Die NASA-Raumsonde Transition Region and Coronal Explorer (TRACE) wurde verwendet, um die Geschwindigkeit von Schallwellen in der Chromosphäre zu messen, und die NASA-Raumsonde Advanced Composition Explorer (ACE) wurde verwendet, um die Sonnenwindgeschwindigkeit zu messen, während sie an der Erde vorbeiwehte. Ein Vergleich der Daten der beiden Raumfahrzeuge ergab die Verbindung.
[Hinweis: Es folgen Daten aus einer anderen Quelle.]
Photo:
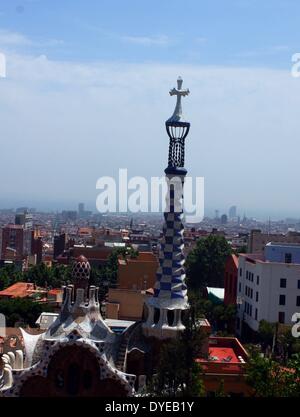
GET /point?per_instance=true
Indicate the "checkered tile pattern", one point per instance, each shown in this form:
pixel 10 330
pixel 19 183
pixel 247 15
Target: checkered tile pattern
pixel 170 276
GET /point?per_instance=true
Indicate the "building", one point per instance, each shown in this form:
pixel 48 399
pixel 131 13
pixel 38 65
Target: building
pixel 135 277
pixel 258 240
pixel 268 286
pixel 137 273
pixel 79 354
pixel 224 219
pixel 125 304
pixel 13 242
pixel 232 212
pixel 230 279
pixel 75 356
pixel 37 246
pixel 24 219
pixel 18 290
pixel 59 245
pixel 223 360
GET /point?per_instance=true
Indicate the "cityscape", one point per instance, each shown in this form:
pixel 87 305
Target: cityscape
pixel 102 301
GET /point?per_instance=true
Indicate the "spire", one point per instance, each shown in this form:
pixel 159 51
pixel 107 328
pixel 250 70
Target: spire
pixel 177 129
pixel 177 116
pixel 170 291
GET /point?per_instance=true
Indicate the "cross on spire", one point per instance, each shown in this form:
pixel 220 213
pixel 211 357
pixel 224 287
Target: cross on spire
pixel 179 92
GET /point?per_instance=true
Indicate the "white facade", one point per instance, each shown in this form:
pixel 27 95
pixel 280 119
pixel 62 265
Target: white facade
pixel 266 291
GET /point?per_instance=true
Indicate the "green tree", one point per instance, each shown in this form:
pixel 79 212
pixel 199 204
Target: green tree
pixel 206 262
pixel 22 309
pixel 266 332
pixel 269 379
pixel 178 373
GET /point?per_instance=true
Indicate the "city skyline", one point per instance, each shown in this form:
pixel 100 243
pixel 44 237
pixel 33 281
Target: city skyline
pixel 90 100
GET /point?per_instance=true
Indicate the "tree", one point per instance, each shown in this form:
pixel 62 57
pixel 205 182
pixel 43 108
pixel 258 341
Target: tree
pixel 266 332
pixel 178 373
pixel 269 379
pixel 22 309
pixel 206 262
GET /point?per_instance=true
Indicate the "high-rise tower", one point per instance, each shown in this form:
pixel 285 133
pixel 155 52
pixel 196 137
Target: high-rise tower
pixel 165 307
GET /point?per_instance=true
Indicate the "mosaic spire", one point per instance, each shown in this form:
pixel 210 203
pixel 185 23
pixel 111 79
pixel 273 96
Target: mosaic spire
pixel 170 291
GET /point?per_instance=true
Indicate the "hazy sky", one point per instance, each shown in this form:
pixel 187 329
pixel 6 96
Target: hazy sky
pixel 86 93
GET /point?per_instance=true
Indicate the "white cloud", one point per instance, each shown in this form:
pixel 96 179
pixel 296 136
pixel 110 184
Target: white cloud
pixel 64 124
pixel 8 38
pixel 16 39
pixel 160 40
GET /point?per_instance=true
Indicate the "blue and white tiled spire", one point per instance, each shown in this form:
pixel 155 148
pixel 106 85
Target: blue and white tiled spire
pixel 170 291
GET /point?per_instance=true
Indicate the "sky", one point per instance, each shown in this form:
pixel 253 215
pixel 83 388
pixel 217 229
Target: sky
pixel 87 86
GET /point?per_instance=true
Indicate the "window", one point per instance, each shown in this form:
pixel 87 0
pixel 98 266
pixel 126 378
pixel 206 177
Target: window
pixel 282 282
pixel 170 316
pixel 282 300
pixel 281 317
pixel 156 315
pixel 288 258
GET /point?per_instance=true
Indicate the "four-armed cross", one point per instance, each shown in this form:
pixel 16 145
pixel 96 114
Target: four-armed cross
pixel 179 92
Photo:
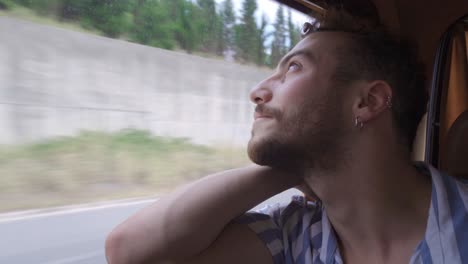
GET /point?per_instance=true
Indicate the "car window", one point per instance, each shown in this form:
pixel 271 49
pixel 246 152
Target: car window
pixel 107 105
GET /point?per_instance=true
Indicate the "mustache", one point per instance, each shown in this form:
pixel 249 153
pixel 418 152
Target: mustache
pixel 269 111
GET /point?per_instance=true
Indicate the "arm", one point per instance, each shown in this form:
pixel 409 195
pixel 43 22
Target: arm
pixel 188 222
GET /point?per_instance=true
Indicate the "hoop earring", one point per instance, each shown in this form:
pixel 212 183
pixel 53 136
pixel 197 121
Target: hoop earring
pixel 389 102
pixel 358 122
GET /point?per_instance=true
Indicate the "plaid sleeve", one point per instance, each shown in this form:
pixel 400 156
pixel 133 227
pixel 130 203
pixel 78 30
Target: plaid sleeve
pixel 265 223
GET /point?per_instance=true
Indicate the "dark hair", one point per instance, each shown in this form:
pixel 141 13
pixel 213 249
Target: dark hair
pixel 372 53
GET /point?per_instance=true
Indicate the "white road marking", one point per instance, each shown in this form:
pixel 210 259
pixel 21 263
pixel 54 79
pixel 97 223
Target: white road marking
pixel 10 217
pixel 76 258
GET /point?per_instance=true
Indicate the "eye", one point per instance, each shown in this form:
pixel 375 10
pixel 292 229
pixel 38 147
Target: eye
pixel 293 66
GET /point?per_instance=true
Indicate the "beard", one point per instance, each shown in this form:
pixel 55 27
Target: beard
pixel 310 136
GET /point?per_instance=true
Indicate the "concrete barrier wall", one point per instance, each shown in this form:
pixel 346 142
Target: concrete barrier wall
pixel 56 82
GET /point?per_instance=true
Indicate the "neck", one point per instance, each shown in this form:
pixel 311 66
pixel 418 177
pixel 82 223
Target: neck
pixel 374 205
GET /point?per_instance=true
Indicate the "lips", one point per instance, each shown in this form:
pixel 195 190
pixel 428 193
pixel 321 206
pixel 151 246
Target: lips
pixel 260 115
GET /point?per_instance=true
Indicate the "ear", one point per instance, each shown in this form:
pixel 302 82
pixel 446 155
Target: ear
pixel 374 98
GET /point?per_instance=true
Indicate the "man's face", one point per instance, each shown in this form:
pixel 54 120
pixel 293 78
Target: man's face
pixel 299 117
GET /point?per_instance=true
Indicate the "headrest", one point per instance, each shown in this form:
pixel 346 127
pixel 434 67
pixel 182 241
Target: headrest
pixel 457 147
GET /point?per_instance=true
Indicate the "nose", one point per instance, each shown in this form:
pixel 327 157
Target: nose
pixel 261 93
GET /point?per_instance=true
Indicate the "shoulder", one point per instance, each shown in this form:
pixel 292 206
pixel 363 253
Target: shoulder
pixel 285 228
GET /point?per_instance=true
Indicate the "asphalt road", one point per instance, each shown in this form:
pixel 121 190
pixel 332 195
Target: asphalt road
pixel 68 236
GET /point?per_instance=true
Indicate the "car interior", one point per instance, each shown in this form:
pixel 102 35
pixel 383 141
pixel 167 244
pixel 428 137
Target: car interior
pixel 442 136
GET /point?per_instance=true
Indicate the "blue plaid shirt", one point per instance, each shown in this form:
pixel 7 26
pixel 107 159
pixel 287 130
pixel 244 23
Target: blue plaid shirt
pixel 301 232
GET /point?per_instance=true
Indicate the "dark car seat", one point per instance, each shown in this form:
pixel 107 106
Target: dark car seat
pixel 456 159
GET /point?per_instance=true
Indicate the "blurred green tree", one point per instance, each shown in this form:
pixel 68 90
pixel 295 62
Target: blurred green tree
pixel 247 33
pixel 294 31
pixel 153 24
pixel 279 46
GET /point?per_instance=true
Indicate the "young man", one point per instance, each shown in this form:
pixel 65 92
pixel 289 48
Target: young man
pixel 336 120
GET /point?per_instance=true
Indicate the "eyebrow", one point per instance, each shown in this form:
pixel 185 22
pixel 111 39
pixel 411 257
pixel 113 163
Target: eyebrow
pixel 309 55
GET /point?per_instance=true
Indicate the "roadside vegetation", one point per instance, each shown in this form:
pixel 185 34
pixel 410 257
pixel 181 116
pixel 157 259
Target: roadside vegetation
pixel 201 26
pixel 98 166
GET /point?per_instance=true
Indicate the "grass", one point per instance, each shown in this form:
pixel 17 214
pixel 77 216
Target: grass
pixel 96 166
pixel 24 13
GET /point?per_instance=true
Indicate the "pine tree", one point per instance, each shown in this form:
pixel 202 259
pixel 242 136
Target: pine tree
pixel 294 32
pixel 261 38
pixel 209 23
pixel 228 20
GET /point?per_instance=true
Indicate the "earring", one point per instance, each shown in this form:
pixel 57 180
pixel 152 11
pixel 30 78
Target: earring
pixel 389 102
pixel 358 123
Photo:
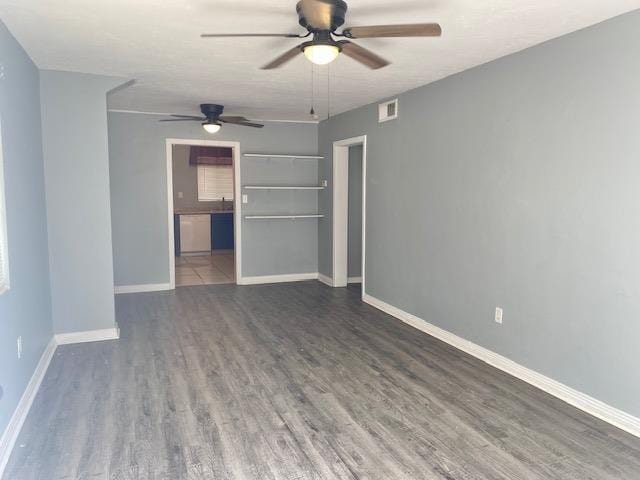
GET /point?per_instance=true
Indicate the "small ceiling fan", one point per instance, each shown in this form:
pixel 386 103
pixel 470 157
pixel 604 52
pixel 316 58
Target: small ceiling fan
pixel 322 18
pixel 213 118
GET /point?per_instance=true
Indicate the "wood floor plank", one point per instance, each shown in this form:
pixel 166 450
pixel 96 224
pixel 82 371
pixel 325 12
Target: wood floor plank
pixel 296 382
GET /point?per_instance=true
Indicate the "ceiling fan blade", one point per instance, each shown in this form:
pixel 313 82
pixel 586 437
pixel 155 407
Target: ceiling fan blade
pixel 193 117
pixel 232 119
pixel 233 35
pixel 240 121
pixel 362 55
pixel 284 58
pixel 318 13
pixel 182 120
pixel 410 30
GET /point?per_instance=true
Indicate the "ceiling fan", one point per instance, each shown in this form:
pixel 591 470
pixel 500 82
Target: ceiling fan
pixel 213 118
pixel 322 18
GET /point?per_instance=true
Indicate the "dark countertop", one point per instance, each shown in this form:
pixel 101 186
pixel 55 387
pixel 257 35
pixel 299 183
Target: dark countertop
pixel 200 212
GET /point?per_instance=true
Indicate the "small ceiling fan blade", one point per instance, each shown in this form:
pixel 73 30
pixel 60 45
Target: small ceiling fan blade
pixel 240 121
pixel 193 117
pixel 232 119
pixel 318 13
pixel 284 58
pixel 234 35
pixel 410 30
pixel 182 120
pixel 362 55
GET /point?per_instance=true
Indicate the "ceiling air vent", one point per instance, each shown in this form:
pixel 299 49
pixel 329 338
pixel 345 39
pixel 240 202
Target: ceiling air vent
pixel 388 111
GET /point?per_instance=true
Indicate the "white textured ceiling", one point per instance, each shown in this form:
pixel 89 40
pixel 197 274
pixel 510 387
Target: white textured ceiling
pixel 157 43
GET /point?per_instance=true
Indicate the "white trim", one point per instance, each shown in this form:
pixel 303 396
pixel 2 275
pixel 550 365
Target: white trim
pixel 152 287
pixel 584 402
pixel 10 435
pixel 326 280
pixel 88 336
pixel 117 110
pixel 170 217
pixel 237 210
pixel 295 277
pixel 341 209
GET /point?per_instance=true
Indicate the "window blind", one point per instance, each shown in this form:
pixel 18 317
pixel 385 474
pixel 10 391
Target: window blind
pixel 215 182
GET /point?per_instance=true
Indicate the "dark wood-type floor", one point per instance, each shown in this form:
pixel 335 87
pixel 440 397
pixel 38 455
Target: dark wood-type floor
pixel 296 382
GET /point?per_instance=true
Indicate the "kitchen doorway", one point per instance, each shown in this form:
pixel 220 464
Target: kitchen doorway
pixel 205 231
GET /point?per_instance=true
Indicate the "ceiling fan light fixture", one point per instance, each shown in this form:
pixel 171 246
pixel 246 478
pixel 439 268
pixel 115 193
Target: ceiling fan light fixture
pixel 211 127
pixel 321 54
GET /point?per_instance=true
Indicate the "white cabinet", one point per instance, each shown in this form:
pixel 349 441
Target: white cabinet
pixel 195 233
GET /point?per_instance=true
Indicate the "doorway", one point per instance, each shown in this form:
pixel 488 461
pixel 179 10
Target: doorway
pixel 204 212
pixel 349 211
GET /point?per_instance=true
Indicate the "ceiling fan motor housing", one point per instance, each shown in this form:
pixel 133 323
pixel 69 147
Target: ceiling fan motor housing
pixel 337 20
pixel 211 110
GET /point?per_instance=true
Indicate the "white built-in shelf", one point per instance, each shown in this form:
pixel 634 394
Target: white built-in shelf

„Vor dieser Entdeckung konnten wir die Sonnenwindgeschwindigkeit nur von Raumfahrzeugen bestimmen, die sich ungefähr auf einer Linie zwischen Erde und Sonne befanden, wie ACE, WIND und dem Solar and Heliosphere Observatory. Diese Raumschiffflotte wurde entlang der Erde-Sonne-Linie platziert, weil wir über das kommende Weltraumwetter Bescheid wissen müssen. Verglichen mit der Größe unseres Sonnensystems ist dies jedoch ein sehr enger Bereich; es ist, als würde man durch einen Soda-Strohhalm schauen. Mit dieser Entdeckung können wir TRACE verwenden, um Bilder zu erstellen, die die Sonnenwindgeschwindigkeit im halben Sonnensystem vorhersagen können“, sagte Dr. Joe Gurman, ein Sonnenforscher bei NASA Goddard.